In der Anonymität des Internets ist ein Vertrauensbeweis nötig. Anerkannte Zertifizierungsstellen (Certification Authorities) wie Verisign bürgen für die Glaubwürdigkeit eines SSL-Zertifikates, indem dieses durch einen privaten Schlüssel signiert wird. Browser enthalten zur Validierung der Zertifikate die öffentlichen Schlüssel dieser Zertifizierungsstellen.
Beim Einsatz von Benutzerzertifikaten (Client Certificates) liegt der Nachweis des Vertrauensbeweises auf der gegenüberliegenden Seite. Der Browser gibt sich mittels einer Signatur zu Erkennen, worauf der Webserver die Identifikation akzeptiert. Im Intranet- und Extranet-Bereich ist deshalb keine anerkannte Zertifizierungsstelle notwendig. Stellt eine Unternehmung die Zertifikate selbst her und verteilt diese auf sicherem Weg, so reicht dies als Vertrauensbeweis aus. Die eigenständige Generierung von Benutzerzertifikaten ist auf einfachem Weg unter Benutzung kostenloser Software möglich.

Zertifikate mit OpenSSL

OpenSSL [4] ist eine Funktionsbibliothek, die unter Beachtung einer Open Source Lizenz [5] nicht nur die kostenlose Erzeugung von Zertifikaten für kommerzielle Anwendungen, sondern auch die Weiterentwicklung der Software selbst zulässt. Im folgenden Beispiel benutzen wir OpenSSL, um sowohl SSL- als auch Client-Zertifikate zu erstellen. Als Testumgebung verwenden wir Microsoft Internet Information Services und Internet Explorer. OpenSSL benötigt eine Konfigurationsdatei, die die Attribute der Zertifikate definiert. Die Werte dieser Attribute können für jedes Zertifikat manuell eingegeben werden. Der Inhalt der Konfigurationsdatei ist in Listing 1 ersichtlich.

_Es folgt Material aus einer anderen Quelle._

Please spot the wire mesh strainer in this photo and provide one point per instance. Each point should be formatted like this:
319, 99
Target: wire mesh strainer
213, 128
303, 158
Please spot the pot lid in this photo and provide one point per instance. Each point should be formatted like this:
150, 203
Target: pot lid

In einem ersten Schritt erstellen wir ein Root-Zertifikat, in dem wir in der Kommandozeile die Befehle aus Listing 2 eingeben. Diese Datei benutzen wir später um die Client-Zertifikate zu signieren.

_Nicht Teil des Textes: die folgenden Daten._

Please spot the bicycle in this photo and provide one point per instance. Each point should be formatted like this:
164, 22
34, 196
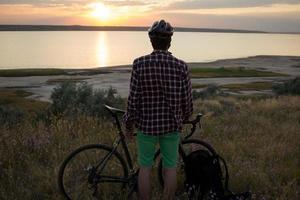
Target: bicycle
100, 171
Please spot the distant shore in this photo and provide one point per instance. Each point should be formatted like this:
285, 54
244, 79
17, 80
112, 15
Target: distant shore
243, 75
112, 28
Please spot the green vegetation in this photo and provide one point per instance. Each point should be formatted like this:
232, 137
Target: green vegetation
288, 87
240, 86
249, 86
61, 80
258, 137
16, 98
230, 72
198, 86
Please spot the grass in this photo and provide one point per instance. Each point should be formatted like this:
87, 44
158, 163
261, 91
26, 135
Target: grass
17, 98
60, 80
249, 86
259, 139
230, 72
198, 86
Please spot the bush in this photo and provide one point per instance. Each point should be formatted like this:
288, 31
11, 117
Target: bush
210, 90
71, 99
11, 116
288, 87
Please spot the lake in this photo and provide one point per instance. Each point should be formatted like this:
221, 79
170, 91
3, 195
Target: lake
90, 49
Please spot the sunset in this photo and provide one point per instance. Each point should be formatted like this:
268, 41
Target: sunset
264, 15
149, 99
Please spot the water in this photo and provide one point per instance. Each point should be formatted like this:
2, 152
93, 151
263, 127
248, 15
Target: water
97, 49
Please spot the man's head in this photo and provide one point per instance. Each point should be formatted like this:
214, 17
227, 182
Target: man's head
160, 34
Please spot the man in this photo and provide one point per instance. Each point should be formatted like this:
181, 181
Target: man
159, 101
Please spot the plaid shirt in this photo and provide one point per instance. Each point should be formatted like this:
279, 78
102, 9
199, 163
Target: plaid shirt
160, 96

Der zweite Schritt erstellt und signiert ein SSL-Zertifikat. Im «Internet Services Manager» erstellen wir einen Zertifikat-Request wie unter [6] im Abschnitt 1.2 beschrieben. Den Zertifikat-Request senden wir aber nicht an Zertifizierungsstelle, sondern signieren ihn mit dem in Listing 3 aufgelisteten Kommando selbst.
Sowohl das Root-Zertifikat als auch das SSL-Zertifikat importieren wir in den Internet Information Server. Diese Schritte werden unter [6] in den Abschnitten 1.4 bis 1.6 detailliert beschrieben. Im letzten Schritt erzeugen wir das Client-Zertifikat mittels der im Listing 4 angegebenen Befehle.

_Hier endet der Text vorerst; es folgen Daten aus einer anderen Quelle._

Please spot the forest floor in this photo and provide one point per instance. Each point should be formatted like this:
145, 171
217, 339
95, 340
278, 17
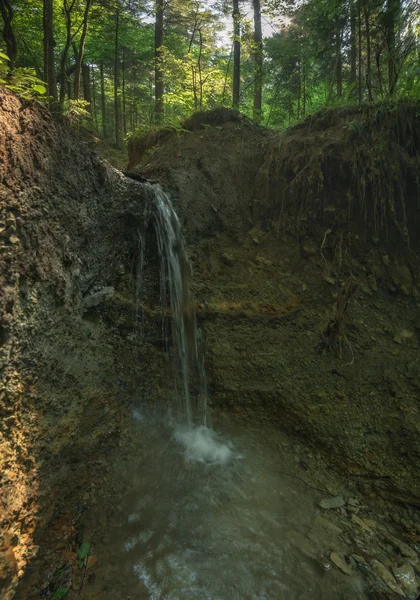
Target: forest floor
346, 408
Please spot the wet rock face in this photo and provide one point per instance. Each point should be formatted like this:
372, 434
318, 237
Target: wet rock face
313, 327
64, 234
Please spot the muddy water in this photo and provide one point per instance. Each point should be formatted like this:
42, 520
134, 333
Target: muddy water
208, 516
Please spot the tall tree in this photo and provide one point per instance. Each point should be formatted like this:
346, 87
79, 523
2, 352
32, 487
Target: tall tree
159, 83
9, 37
68, 8
81, 50
236, 54
258, 58
393, 10
49, 43
117, 103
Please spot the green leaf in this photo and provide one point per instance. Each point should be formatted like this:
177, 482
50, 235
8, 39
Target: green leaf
41, 89
59, 594
82, 553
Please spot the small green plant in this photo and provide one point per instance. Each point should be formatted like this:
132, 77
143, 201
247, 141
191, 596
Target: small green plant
23, 81
60, 594
82, 554
77, 114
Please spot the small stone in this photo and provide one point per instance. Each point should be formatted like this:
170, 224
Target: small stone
305, 546
372, 282
322, 523
406, 578
359, 559
309, 250
401, 546
227, 259
387, 577
328, 278
91, 562
97, 297
368, 524
324, 563
329, 503
341, 563
263, 261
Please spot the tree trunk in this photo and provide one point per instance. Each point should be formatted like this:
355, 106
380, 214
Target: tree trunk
236, 54
159, 85
49, 43
87, 92
368, 54
117, 107
37, 68
103, 100
94, 109
299, 91
359, 27
339, 62
123, 94
353, 45
392, 12
68, 9
200, 70
9, 37
81, 50
258, 58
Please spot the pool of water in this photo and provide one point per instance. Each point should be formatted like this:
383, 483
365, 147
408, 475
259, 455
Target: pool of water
211, 516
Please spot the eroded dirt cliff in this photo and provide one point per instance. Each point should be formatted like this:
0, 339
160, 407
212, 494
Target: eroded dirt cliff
310, 318
306, 274
63, 226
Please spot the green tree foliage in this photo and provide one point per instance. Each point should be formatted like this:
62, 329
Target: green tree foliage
99, 58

Mit dem letzten Kommando wird das Zertifikat in das PKCS12-Format umgewandelt. Dieses lässt sich durch Doppelklick in den Internet Explorer importieren. Im PKCS12-Format ist neben dem Client-Zertifikat auch der öffentliche Teil des Root-Zertifikats gespeichert. Dieser wird ebenfalls importiert und im Browser unter den vertrauenswürdigen Zertifikaten registriert. Mit dem erstellten Client-Zertifikat ist jetzt der Zugriff auf unseren abgesicherten Internet Information Server möglich.
* Christoph Hauzenberger ist Technical Consultant bei Unic Internet Solutions.